Critique/docs
Reference

Specialists

Deep reference for each specialist in the review pipeline — what it checks, heuristic rules, model routing, and severity mapping.

The review pipeline runs four executable specialists in parallel, plus two structural stages (Scout and Lead) that frame the review. Each specialist produces structured findings with severity, confidence, title, summary, and optional file locations.

Execution order

SCOUT → SECURITY | TESTS | ARCHITECTURE | PERFORMANCE → LEAD

Scout runs first to build the evidence pack. The four specialists run concurrently. Lead runs last to deduplicate, score, and synthesize.


Runtime sources

Each specialist can produce findings from three runtime sources:

SourceDescription
heuristicDeterministic pattern-matching — no LLM involved
openrouterLLM-generated findings via OpenRouter
hybridBoth heuristic and model findings merged (the default production path)

In hybrid mode, heuristic findings are passed to the model as context ("Heuristic hints from Critique") so it can confirm, refine, or add to them. The lead stage then deduplicates across both sources.


Scout

Scout is the evidence-gathering pre-stage, not an executable specialist.

Focus: Build the EvidencePack from the pull request diff, nearby files, repository guidance, and issue context.

What Scout collects:

  • Changed files and patches (up to 40 files)
  • File contents when needed for deeper analysis
  • Language inference from extensions (.ts/.tsx = TypeScript, .js/.jsx/.mjs/.cjs = JavaScript, etc.)
  • Test file classification (paths containing __tests__/, /test/, /tests/, or ending with .test.*/.spec.*)
  • Config file classification (package.json, tsconfig.json, eslint.config.mjs, .yml/.yaml, .github/)
  • Package root detection from apps/ or packages/ path segments
  • Related test paths by base-name matching
  • Risk tags: auth (auth/session/permission paths), billing (billing/invoice/stripe), api (/api/ paths), automation (.github/ or workflow files)
  • Repository guidance documents: AGENTS.md, CLAUDE.md, .cursorrules, .cursor/rules/review.mdc, .cursor/rules/project.mdc, .github/copilot-instructions.md, docs/architecture.md, README.md
  • Linked issue references from PR title/body (up to 5)
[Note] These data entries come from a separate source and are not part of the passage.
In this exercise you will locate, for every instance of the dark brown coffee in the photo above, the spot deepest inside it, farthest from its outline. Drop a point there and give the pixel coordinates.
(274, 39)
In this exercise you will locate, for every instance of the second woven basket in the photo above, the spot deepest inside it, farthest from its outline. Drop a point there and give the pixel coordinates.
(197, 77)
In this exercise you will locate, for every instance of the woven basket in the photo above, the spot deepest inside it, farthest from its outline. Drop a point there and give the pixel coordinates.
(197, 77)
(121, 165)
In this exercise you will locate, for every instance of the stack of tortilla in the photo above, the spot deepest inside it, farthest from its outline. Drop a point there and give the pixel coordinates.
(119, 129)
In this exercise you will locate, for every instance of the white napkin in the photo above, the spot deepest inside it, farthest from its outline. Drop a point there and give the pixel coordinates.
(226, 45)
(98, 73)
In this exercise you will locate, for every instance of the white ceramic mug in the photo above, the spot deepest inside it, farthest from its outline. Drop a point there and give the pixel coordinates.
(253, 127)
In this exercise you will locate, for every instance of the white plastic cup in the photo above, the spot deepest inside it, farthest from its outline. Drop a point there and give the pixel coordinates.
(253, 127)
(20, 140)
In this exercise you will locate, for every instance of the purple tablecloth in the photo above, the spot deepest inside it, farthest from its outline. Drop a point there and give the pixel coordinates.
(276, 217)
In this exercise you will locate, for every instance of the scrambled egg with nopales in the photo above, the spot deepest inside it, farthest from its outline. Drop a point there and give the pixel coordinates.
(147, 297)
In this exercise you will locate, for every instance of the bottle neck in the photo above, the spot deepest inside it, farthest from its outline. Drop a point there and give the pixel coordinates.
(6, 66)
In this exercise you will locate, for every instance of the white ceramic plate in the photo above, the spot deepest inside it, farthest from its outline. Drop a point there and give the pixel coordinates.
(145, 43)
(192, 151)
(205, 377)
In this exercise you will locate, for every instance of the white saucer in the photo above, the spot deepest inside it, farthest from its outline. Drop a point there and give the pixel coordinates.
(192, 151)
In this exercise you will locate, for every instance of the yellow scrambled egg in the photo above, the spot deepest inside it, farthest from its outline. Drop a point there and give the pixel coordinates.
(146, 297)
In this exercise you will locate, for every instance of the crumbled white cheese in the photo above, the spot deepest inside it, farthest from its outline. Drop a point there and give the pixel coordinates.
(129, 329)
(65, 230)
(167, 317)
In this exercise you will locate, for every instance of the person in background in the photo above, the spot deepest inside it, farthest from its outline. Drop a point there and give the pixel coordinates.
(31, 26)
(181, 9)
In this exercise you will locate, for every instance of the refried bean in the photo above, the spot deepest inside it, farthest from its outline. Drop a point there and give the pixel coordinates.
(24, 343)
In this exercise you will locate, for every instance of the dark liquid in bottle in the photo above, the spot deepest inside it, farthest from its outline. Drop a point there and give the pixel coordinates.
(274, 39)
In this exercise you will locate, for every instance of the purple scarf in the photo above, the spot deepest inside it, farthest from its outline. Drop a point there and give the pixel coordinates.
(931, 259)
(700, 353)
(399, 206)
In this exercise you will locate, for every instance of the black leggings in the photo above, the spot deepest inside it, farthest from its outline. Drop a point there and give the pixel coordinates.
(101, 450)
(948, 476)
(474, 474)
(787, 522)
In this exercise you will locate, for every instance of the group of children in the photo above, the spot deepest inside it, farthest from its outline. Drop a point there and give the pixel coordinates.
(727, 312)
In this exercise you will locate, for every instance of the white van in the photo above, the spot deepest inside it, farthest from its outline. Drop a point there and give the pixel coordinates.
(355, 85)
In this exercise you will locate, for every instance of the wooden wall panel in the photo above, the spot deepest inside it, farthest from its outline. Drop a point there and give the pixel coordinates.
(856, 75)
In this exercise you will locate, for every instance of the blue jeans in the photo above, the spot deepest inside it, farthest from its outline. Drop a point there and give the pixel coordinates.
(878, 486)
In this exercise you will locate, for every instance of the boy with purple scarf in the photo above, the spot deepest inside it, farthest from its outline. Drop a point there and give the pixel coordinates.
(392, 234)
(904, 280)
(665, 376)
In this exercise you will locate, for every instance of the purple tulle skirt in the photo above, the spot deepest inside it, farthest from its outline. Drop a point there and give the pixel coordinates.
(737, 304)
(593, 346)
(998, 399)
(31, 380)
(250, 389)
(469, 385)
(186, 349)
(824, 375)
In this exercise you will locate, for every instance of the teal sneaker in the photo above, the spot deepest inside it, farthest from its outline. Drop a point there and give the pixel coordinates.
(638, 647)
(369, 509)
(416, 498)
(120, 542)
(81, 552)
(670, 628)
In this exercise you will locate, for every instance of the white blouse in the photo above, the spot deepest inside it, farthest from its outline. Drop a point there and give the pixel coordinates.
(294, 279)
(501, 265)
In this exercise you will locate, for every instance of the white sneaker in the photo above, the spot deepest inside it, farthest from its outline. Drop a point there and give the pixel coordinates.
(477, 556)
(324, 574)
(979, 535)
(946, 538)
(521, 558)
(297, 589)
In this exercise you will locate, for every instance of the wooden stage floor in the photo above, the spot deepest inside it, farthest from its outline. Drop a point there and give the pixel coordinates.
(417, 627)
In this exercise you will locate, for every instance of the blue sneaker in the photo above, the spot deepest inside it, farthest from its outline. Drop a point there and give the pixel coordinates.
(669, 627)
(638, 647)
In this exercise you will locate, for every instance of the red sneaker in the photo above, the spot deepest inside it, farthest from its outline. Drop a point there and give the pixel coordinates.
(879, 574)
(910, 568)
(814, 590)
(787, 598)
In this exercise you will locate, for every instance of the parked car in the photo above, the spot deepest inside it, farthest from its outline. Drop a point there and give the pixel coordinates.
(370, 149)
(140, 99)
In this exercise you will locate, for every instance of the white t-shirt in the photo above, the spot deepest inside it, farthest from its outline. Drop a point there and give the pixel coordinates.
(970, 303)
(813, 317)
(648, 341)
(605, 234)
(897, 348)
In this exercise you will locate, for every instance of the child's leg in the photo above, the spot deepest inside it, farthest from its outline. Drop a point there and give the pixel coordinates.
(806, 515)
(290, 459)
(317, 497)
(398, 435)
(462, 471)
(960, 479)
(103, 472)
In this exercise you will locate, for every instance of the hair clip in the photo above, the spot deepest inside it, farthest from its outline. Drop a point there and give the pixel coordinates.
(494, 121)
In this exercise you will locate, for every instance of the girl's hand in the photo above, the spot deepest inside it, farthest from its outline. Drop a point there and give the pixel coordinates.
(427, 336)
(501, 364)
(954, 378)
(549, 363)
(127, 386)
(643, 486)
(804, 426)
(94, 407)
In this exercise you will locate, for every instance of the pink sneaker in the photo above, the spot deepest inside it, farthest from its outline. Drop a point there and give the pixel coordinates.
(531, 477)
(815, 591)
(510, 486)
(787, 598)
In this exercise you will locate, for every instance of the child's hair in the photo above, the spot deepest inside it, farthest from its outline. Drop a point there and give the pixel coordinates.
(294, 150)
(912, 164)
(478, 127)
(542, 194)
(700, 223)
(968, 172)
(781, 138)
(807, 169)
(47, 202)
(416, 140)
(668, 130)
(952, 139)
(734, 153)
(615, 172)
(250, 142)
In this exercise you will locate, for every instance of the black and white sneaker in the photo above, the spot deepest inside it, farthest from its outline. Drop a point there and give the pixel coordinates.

No model: Scout is purely deterministic.


Security

Default model: anthropic/claude-sonnet-4.6:nitro

System prompt guidance: Prioritize auth, permissions, injection, secret handling, unsafe code execution, and trust-boundary regressions.

Scope: JS/TS source files (not tests, not config). Files with paths containing auth, billing, or /api/ receive a +40 ranking boost.

Heuristic checks

CheckPatternSeverityConfidenceTitle
dangerouslySetInnerHTMLLiteral string match in sourceWARNING0.88Client HTML injection surface increased
eval / new FunctionRegex \b(eval|new Function)\s*\(FAIL0.96Dynamic code execution detected
Server env in client'use client' + process.env. without NEXT_PUBLICFAIL0.91Server-only env access in client component
High-risk without testsRisk tags include auth or billing but no tests touchedWARNING0.76High-risk code changed without security-oriented test coverage

Tests

Default model: openai/gpt-5.4-mini

System prompt guidance: Prioritize missing coverage, broken test intent, missing assertions, sensitive-path changes without tests, and regressions hidden by weak test movement.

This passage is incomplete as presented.